A comprehensive system for transcribing audio content into text and creating interactive AI personas that can engage in conversations about the content. Originally designed for spiritual and philosophical lectures, this system now supports multiple content domains including business, education, medical, legal, and general-purpose transcription.
This project provides both a web interface for individual file processing and a robust batch processing system for large collections of audio/video files. With domain-specific optimizations, it excels at processing specialized content including Vedanta lectures, business meetings, educational content, medical dictation, and more.
- Web Application (
VIdeo-Transcription/
): Streamlit-based interface for uploading, transcribing, and chatting with AI personas - Batch Transcription (
batch_transcription/
): Python workflow for processing entire directories of audio files - Video Collection (
videos/
): Organized spiritual lecture content with existing transcriptions - Output Examples (
example_output_formats/
): Sample outputs in various formats (TXT, JSON, SRT, VTT, TSV)
- Multi-format support: MP4, AVI, MOV, MKV, M4A
- Large file handling: Up to 2GB with chunked processing
- Optimized for spiritual content: Custom prompts for Sanskrit/Vedanta terminology
- Multiple output formats: Plain text, timestamped, SRT subtitles, JSON
- 130+ languages supported via Google Translate
- Preserves formatting and timestamps during translation
- Context-aware translation for mixed-language content
- Domain-aware analysis: Specialized persona creation for different content types
- Analyzes speech patterns and personality traits from transcripts
- Creates contextual personas that mimic speaker characteristics
- Interactive chat interface with generated personas
- Powered by Ollama for local AI processing
- Directory-based workflow: Point at folder, get transcriptions
- Domain-specific optimization: 8 preset domains (vedanta, medical, business, etc.)

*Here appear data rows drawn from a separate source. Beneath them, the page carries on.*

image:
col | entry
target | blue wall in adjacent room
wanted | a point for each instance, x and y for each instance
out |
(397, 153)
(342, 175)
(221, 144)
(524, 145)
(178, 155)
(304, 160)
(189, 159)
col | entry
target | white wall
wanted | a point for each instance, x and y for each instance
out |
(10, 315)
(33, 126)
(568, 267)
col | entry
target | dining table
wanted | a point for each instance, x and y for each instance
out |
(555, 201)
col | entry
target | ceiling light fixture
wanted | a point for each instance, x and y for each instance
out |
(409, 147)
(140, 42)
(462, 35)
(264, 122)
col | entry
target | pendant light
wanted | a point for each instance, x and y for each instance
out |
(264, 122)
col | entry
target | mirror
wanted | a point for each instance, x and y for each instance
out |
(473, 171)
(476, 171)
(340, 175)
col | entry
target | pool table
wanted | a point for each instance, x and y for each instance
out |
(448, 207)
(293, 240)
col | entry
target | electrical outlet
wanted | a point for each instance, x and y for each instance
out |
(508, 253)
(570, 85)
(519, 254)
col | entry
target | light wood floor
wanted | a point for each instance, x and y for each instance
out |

- Real-time progress tracking: Live updates every 2 seconds with processing status
- Parallel processing: Configurable worker threads with per-worker status
- Resume capability: Skip already processed files
- Pluggable engines: Local Whisper or external API
- Comprehensive logging: Detailed progress tracking and completion statistics
- Smart domain detection: Auto-suggest optimal domain based on content
- Python 3.10+
- FFmpeg for audio/video processing
- Ollama for AI persona features
- OpenAI Whisper for transcription
# Install FFmpeg
# macOS: brew install ffmpeg
# Ubuntu: sudo apt-get install ffmpeg
# Windows: Download from https://ffmpeg.org/
# Install and start Ollama
# Visit: https://ollama.ai/
ollama serve
ollama pull mistral:instruct
# Clone the repository
git clone <repository-url>
cd video-to-rag
# Set up web application
cd VIdeo-Transcription
python3 -m venv venv
source venv/bin/activate # On Windows: venv\Scripts\activate
pip install -r requirements.txt
# Set up batch transcription
cd ../batch_transcription
pip install -r requirements.txt
cd VIdeo-Transcription
streamlit run main.py
Navigate to http://localhost:8501
for the web interface.
Features:
- Upload video/audio files
- Real-time transcription with progress tracking
- Optional translation to 130+ languages
- AI persona generation and chat
- Client management and transcription history
# Basic usage - auto-detects content type
python main.py /path/to/audio/files
# Explicit general domain
python main.py /path/to/audio/files --domain general
# Optimized for Sanskrit terminology and spiritual discourse
python main.py /path/to/vedanta/lectures --domain vedanta
# High-accuracy for important teachings
python main.py /path/to/spiritual/content \
--domain vedanta --model large
# Vedanta with custom settings
python main.py /path/to/lectures \
--domain vedanta --workers 4 --temperature 0.0
# Medical transcription (high accuracy)
python main.py /path/to/medical/files --domain medical
# Business meetings
python main.py /path/to/meetings --domain business
# Educational lectures
python main.py /path/to/classes --domain education
# Legal proceedings
python main.py /path/to/legal/files --domain legal
# List available domains with descriptions
python main.py --list-domains
# Get domain suggestion based on folder name
python main.py --suggest-domain /path/to/files
# Use external API
python main.py /path/to/files \
--engine api --api-url https://api.example.com --api-key your-key
# Custom processing settings with real-time monitoring
python main.py /path/to/files \
--workers 8 --model large --temperature 0.1 --no-resume
# Test with sample file (quick validation)
python main.py ./videos/testing --domain general --workers 2
# Test environment variable loading
python test_environment.py
# Test audio chunking functionality
python test_chunking.py
# Test realistic chunking with large files
python test_realistic_chunking.py
# Quick test with provided sample file (20MB, ~2 minutes)
python main.py ./videos/testing --domain general
Test Data: The repository includes a test audio file (videos/testing/Three_Ai_agents_realize...wav
) that's perfect for:
- Testing chunking algorithms (20MB file)
- Validating transcription engines
- Quick functionality verification
- Development workflow testing
When processing large files (which can take 1+ hours), you'll see:
Progress: 2/10 (20.0%) | β 2 β 0 | Time: 45.3 minutes | Processing: W1: lecture_file.wav...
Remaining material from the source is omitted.